In a piece called The Systemic Racism of the Teachers’ Unions by Larry Sand in 2022, he notes, “The irony of the teachers unions’ deploring racism in education is glaring because it is the very same unions that essentially imprison children – notably poor children of color – in substandard public schools. Specifically, the union-mandated collective bargaining agreements (CBAs) in place throughout most of the country highlight why government-run schools fail so many kids. In reality, CBAs dictate that teacher’s unions don’t treat teachers as professionals but rather as interchangeable widgets, all of whom are of equal value and competence. Differentiating between effective and ineffective educators as a result of what their students actually learn would necessitate doing away with their industrial-style work rules. Those include one-size-fits-all salary scales, tenure (contractually known as “permanence”), and seniority or “last in, first out (LIFO), whereby if a teacher must be laid off due to budgetary belt-tightening, it is not the least talented teacher who is on the chopping block, but rather the newest hire.

 

Regarding salaries, teacher quality doesn’t matter a whit to teacher union honchos, only the number of years they have on the job.

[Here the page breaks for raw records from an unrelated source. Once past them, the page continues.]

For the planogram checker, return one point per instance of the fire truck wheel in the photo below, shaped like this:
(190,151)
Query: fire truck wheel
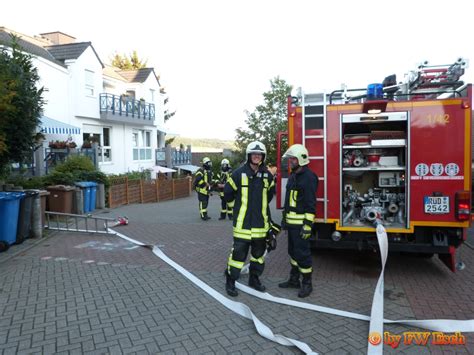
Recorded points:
(3,246)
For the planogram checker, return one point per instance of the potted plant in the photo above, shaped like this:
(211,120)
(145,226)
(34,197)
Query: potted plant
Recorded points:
(86,144)
(58,145)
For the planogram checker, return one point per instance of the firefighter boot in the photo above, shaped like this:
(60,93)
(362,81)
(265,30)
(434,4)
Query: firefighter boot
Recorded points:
(294,280)
(230,285)
(306,286)
(255,283)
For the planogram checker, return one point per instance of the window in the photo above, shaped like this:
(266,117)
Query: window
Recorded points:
(89,80)
(105,153)
(103,141)
(141,142)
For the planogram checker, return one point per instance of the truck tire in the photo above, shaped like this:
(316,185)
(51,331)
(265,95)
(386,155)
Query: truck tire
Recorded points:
(4,246)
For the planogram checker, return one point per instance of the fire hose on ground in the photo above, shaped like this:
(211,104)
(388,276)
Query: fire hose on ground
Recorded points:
(376,318)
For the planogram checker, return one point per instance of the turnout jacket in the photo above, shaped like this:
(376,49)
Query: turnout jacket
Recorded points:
(251,193)
(300,198)
(222,178)
(201,179)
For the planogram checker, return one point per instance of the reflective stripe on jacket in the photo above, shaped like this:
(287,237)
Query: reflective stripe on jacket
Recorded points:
(300,198)
(251,193)
(222,178)
(201,179)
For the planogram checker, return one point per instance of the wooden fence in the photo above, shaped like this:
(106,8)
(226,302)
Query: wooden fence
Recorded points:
(124,191)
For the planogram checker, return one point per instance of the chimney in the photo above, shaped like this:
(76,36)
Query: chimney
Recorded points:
(58,37)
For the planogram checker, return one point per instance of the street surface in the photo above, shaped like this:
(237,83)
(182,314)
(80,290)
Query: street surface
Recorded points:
(75,293)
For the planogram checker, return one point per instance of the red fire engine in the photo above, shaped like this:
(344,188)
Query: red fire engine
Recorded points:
(398,153)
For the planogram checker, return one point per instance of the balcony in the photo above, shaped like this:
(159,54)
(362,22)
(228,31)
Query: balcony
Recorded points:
(121,109)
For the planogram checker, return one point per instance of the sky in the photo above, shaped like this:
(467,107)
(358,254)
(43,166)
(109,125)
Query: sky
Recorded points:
(216,57)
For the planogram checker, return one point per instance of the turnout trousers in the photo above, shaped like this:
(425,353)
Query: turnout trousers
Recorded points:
(299,250)
(239,253)
(203,202)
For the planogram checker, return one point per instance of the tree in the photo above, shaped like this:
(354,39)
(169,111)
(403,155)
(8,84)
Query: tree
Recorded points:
(21,104)
(267,120)
(167,113)
(128,63)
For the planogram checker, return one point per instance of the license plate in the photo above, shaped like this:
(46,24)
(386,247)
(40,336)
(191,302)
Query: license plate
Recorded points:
(436,204)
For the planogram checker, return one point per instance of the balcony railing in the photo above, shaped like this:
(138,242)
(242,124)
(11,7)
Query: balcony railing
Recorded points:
(173,157)
(123,106)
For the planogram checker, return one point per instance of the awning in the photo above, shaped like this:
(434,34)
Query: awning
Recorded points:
(52,126)
(191,168)
(162,169)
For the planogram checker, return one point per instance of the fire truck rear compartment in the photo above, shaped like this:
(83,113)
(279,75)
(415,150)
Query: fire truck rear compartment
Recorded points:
(424,240)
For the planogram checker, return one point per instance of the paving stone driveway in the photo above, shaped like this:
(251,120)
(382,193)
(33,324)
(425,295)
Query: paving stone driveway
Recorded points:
(77,293)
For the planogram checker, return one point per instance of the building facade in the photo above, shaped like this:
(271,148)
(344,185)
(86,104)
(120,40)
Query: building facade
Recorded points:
(92,102)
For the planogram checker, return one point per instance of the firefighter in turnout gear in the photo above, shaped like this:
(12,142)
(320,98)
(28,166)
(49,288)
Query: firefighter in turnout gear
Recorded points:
(226,208)
(298,217)
(251,188)
(202,185)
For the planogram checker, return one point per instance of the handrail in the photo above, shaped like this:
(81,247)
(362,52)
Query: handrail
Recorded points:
(127,107)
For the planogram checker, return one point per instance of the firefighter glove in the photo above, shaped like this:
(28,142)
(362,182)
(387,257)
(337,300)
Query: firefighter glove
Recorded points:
(272,233)
(305,231)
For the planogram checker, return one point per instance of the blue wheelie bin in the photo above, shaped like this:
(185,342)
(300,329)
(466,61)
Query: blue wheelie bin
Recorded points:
(93,191)
(9,212)
(86,192)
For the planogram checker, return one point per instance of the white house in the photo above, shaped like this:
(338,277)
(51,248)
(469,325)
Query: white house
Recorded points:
(90,101)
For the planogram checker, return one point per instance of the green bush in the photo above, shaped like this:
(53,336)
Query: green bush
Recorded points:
(132,175)
(76,163)
(97,176)
(59,178)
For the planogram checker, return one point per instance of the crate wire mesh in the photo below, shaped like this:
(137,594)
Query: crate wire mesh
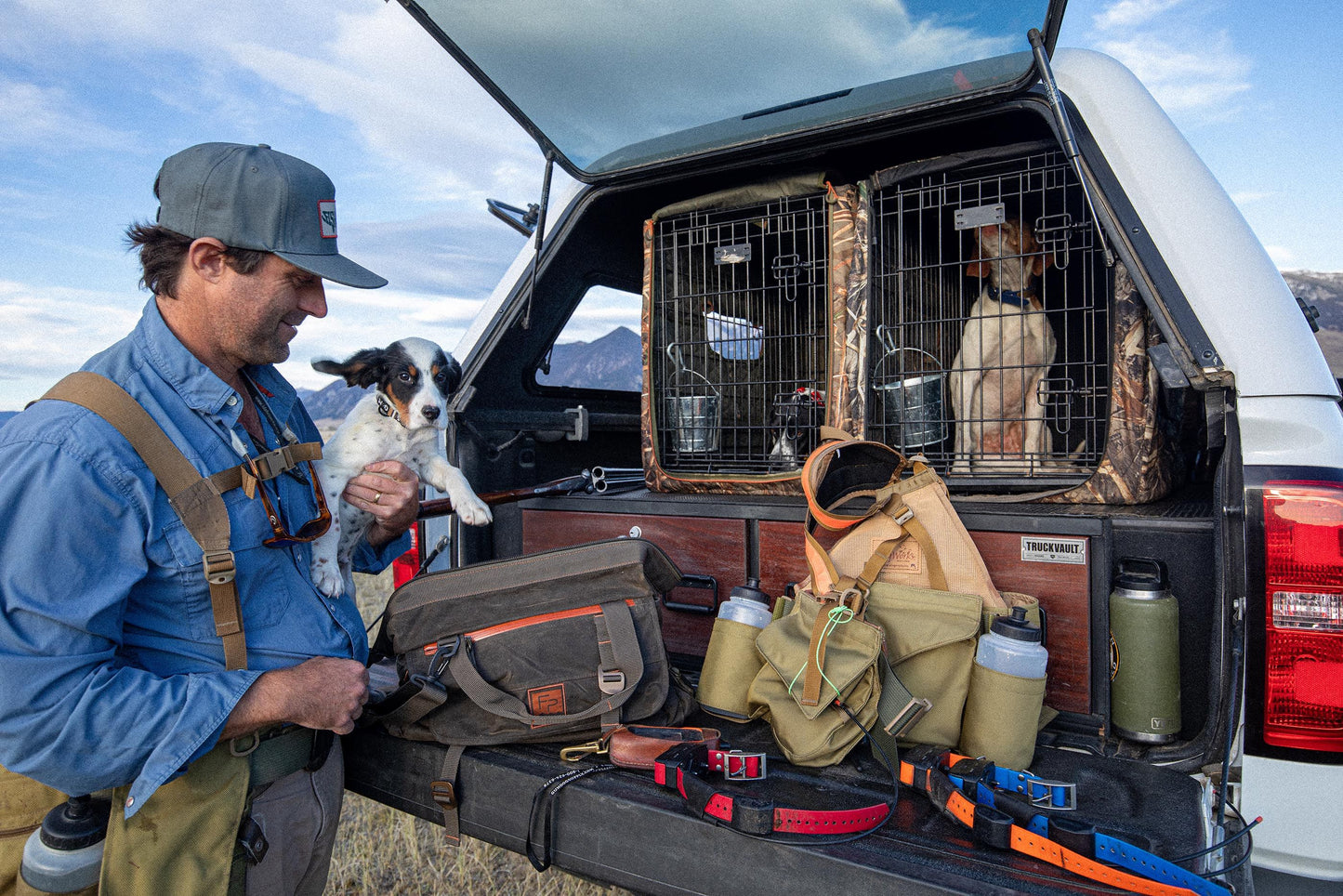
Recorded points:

The other way teachers can increase their salary is by taking “professional development classes,” which typically have no impact on student learning.

 

 

At the beginning of this podcast, I featured the dissent of Justice Brown Jackson, and let’s conclude with this one. 

 

“The only way out of this morass—for all of us—is to stare at racial disparity unblinkingly and then do what evidence and experts tell us is required to level the playing field and march forward together, collectively striving to achieve true equality for all Americans.” Instead of putting the band-aid of affirmative action on the gaping wound of our educational system, perhaps Brown Jackson should stop castigating her fellow justices and look a little closer to home. In a press release issued on April 4, 2022, preceding Brown Jackson’s nomination hearing, the AFT had this to say, “This historic nomination demonstrates our nation’s continued path towards becoming a more just society where all children have the opportunity to succeed regardless of what they look like, where they’re from or what their parents do for a living.” Brown Jackson’s nomination or her rhetorical dissents will not change the fate of too many in this country ill-served by public education. 

 

Curbing the power of the unions will.